Every political party, including the BJP, undertakes leadership reshuffles. Yet when Congress considers replacing Siddaramaiah with D.K. Shivakumar, critics portray it as an act of coercion rather than a routine political transition. In this context, they even cite Kerala, arguing that the Congress took nearly ten days to announce its Chief Minister because approval from the Gandhi family was awaited. They present this as the proof that nothing moves in the Congress without a signal from the party’s first family.

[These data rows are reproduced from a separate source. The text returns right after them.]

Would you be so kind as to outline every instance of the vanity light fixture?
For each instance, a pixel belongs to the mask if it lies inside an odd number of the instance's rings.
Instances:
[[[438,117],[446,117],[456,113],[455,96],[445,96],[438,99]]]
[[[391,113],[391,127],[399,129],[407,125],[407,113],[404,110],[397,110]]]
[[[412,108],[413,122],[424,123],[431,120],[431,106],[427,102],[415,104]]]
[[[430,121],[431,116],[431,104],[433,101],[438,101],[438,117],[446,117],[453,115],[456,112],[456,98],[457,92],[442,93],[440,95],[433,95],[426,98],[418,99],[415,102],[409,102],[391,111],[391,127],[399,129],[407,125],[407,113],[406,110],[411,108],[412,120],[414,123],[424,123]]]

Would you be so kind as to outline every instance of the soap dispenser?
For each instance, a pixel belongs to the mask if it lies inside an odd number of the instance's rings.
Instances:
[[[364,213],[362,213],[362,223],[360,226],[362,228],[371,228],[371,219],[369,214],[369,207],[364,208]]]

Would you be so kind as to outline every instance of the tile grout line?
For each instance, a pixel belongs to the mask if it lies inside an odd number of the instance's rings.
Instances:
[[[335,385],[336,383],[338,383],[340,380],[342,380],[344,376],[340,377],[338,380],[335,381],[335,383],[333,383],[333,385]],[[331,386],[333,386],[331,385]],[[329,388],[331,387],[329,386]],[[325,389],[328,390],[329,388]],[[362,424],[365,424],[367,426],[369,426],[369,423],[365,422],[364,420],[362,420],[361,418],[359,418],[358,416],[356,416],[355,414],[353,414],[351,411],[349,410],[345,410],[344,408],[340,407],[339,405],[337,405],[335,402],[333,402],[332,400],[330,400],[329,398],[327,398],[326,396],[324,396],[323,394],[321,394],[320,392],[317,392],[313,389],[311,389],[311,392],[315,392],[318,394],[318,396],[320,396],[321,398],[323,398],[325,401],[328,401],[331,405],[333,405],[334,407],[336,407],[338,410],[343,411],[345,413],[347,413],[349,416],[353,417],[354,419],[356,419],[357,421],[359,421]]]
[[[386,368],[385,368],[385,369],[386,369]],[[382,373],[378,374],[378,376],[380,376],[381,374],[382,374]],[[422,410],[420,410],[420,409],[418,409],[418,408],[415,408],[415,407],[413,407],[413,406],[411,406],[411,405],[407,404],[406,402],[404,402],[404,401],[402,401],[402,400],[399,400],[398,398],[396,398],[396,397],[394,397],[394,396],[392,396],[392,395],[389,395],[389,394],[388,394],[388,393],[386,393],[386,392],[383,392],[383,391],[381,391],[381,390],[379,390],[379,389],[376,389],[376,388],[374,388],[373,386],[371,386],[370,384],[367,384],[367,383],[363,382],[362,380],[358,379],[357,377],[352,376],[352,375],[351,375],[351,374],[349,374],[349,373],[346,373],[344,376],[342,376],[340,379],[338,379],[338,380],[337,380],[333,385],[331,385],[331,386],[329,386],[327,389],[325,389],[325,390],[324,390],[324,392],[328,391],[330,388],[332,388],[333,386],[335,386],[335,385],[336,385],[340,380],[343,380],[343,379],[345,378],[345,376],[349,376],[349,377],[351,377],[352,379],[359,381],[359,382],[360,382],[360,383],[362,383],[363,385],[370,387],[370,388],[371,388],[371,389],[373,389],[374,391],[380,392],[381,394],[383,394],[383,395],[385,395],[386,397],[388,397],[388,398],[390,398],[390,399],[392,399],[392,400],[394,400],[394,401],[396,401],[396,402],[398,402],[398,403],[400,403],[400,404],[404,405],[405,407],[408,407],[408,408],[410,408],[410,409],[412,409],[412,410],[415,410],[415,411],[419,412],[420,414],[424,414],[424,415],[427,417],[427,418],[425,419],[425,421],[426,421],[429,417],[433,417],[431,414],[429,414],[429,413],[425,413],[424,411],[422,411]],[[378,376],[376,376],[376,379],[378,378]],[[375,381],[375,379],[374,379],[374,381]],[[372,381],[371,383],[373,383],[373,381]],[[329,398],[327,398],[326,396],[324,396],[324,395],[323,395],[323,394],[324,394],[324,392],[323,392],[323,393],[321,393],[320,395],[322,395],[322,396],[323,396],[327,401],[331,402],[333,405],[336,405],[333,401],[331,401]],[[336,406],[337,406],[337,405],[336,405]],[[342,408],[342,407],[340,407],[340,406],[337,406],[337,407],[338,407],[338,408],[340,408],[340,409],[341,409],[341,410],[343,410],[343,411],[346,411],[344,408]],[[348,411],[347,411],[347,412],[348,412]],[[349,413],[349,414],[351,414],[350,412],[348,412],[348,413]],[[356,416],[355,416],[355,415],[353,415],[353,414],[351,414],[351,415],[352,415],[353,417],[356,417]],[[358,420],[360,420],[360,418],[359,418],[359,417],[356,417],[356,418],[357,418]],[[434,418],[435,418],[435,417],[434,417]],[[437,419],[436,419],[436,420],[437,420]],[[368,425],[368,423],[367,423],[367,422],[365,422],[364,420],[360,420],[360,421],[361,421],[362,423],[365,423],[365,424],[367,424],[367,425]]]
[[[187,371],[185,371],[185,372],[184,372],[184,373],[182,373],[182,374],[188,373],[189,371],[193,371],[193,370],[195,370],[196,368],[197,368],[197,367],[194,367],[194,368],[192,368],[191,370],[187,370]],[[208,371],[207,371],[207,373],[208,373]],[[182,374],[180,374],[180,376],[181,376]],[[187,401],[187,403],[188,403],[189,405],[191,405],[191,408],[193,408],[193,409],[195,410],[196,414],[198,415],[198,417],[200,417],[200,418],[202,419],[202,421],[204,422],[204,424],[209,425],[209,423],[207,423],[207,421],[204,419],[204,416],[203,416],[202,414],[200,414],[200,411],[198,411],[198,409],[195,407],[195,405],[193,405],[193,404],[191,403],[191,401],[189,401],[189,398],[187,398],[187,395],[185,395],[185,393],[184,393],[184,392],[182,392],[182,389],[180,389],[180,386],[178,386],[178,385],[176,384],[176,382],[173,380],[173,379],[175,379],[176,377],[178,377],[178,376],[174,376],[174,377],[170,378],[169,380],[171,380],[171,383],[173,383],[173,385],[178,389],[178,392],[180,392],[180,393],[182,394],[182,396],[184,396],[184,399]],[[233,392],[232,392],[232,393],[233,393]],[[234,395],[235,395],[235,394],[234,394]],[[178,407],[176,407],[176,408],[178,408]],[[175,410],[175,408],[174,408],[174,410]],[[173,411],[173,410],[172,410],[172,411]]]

Even if one accepts that the Gandhi family plays a central role in the decision-making, such decisions are generally taken in consultation with other party leaders. The Congress does not practice “slip politics”, where an autocratic leader unilaterally chooses a chief minister and conveys the decision through a note. Critics point to Rajasthan, where senior BJP leader Vasundhara Raje Scindia was reportedly the consensus choice but was denied the chief ministership because she lacked the approval of the top leadership.
The situation in Karnataka is different. The Congress leadership has not imposed its will on the party. Rather, it appears to be honouring an earlier power-sharing understanding under which Shivakumar would eventually get an opportunity to lead the government. The transition is thus the outcome of a negotiated arrangement between senior leaders rather than an arbitrary directive.

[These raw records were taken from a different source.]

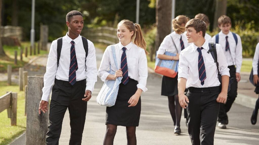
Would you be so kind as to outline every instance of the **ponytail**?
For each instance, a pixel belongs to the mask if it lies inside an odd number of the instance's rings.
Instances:
[[[147,55],[149,53],[147,51],[147,43],[143,36],[141,27],[138,24],[135,23],[134,25],[136,28],[136,35],[134,39],[134,43],[137,46],[145,50],[146,55]]]

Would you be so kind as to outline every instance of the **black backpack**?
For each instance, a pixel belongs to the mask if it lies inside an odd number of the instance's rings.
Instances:
[[[222,83],[221,83],[221,75],[219,74],[219,63],[218,62],[218,55],[217,54],[217,51],[216,49],[216,44],[212,42],[209,43],[209,47],[210,49],[207,52],[208,53],[211,53],[212,57],[214,60],[214,62],[216,63],[218,69],[218,75],[219,78],[219,80],[220,83],[220,89],[221,89]],[[230,90],[230,86],[234,81],[234,79],[232,77],[230,78],[228,82],[228,93]]]
[[[86,61],[86,57],[88,54],[88,42],[87,39],[85,37],[81,36],[82,37],[82,40],[83,41],[83,44],[84,46],[84,48],[85,51],[85,63]],[[60,57],[60,53],[61,53],[61,49],[62,48],[62,38],[61,37],[57,39],[57,67],[59,67],[59,59]],[[86,67],[85,67],[85,70],[86,70]]]

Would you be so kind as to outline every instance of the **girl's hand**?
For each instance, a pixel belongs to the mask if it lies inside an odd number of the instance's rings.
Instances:
[[[115,71],[115,75],[114,75],[114,77],[113,77],[113,80],[116,79],[117,78],[119,77],[122,77],[122,71],[121,71],[121,69],[120,68],[119,70],[117,70]]]
[[[129,107],[136,106],[139,102],[139,97],[140,96],[140,95],[136,93],[135,93],[135,94],[131,96],[131,97],[130,98],[129,101],[128,101],[128,103],[130,104],[130,105],[129,105],[128,107]]]

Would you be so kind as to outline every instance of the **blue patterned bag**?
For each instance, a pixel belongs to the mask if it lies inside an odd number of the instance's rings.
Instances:
[[[115,47],[113,45],[111,45],[111,46],[116,68],[118,70],[119,68],[115,53]],[[110,74],[115,75],[115,72],[112,70],[110,63],[110,69],[108,72]],[[118,94],[119,86],[122,79],[122,77],[117,77],[116,80],[108,80],[105,82],[96,98],[96,102],[101,105],[108,107],[114,105]]]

Raising the issue of dynastic politics at this stage serves as a convenient strategy for the saffron ecosystem to downplay the broader political significance of the move. While Karnataka’s leadership transition is deeply shaped by caste arithmetic, it also has national implications. A transfer of power from an OBC (Kuruba) leader to a dominant Vokkaliga leader reflects an attempt to balance regional representation and coalition-building ahead of future elections.
The Congress leadership is looking beyond immediate state-level considerations. Its strategy is focused on long-term organisational consolidation in preparation for the 2028 Karnataka Assembly elections and the 2029 Lok Sabha elections.

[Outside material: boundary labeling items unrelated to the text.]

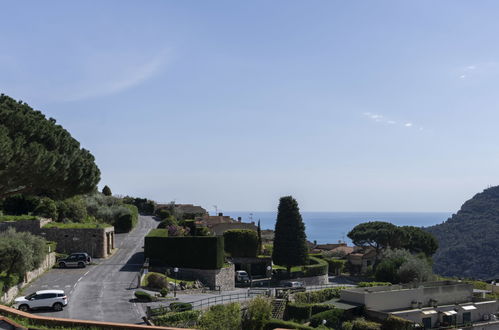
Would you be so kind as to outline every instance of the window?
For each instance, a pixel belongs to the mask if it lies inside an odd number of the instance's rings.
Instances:
[[[424,329],[431,329],[431,317],[423,318],[423,328]]]

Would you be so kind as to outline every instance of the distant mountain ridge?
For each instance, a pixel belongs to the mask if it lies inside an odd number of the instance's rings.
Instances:
[[[499,186],[466,201],[446,222],[426,228],[439,242],[435,273],[490,279],[499,277]]]

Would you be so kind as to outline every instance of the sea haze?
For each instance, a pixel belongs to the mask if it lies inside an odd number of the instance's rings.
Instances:
[[[244,222],[260,220],[262,229],[274,229],[276,212],[224,212],[234,219],[241,217]],[[428,227],[447,220],[451,212],[301,212],[309,241],[318,243],[351,244],[347,234],[353,227],[367,221],[386,221],[397,226]]]

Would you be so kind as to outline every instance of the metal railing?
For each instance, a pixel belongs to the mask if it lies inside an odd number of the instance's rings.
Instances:
[[[228,304],[231,302],[238,302],[238,301],[246,301],[249,299],[254,298],[255,296],[259,295],[268,295],[269,292],[268,290],[248,290],[247,292],[244,293],[232,293],[232,294],[226,294],[226,295],[219,295],[219,296],[214,296],[214,297],[208,297],[200,300],[195,300],[195,301],[189,301],[190,305],[192,305],[192,309],[205,309],[213,305],[221,305],[221,304]],[[191,309],[185,308],[185,310]],[[171,311],[169,305],[160,305],[158,307],[150,308],[147,307],[147,314],[148,316],[153,316],[153,315],[159,315],[159,314],[164,314]],[[180,312],[182,311],[181,308],[176,308],[175,311]]]
[[[318,291],[318,290],[322,290],[322,289],[328,289],[328,288],[341,288],[341,287],[345,287],[345,285],[342,285],[342,284],[321,284],[321,285],[309,285],[309,286],[306,286],[306,291]]]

Elevating D.K. Shivakumar to the Chief Minister’s post would be a calculated effort by the central leadership to rejuvenate governance, project dynamic leadership, and consolidate support among the influential Vokkaliga community. Siddaramaiah’s transition to a national role would allow the party to retain its strong OBC and AHINDA (minorities, backward classes and Dalits) support base in Karnataka while deploying an experienced leader for national political battles.
Ultimately, the objective is to stabilise governance by aligning caste arithmetic with organisational requirements. While Siddaramaiah is a veteran mass leader, Shivakumar is widely credited as a master strategist in southern Indian politics. This partnership has been a defining feature of Karnataka Congress politics. A smooth transfer of power would bring Shivakumar’s organisational abilities to the state’s highest office while preparing the party for future electoral contests.
Congress President Mallikarjun Kharge assumed office in October 2022. The party president’s term is five years and will conclude in October 2027. His current Rajya Sabha term ends on June 25, adding to speculation about future leadership arrangements within the party.
Siddaramaiah’s extensive political experience, spanning nearly five decades, and his strong OBC support base make him a credible candidate for the Congress presidency. However, his effectiveness in such a role would depend on his ability to rebuild grassroots coalitions and successfully transition from regional to national politics.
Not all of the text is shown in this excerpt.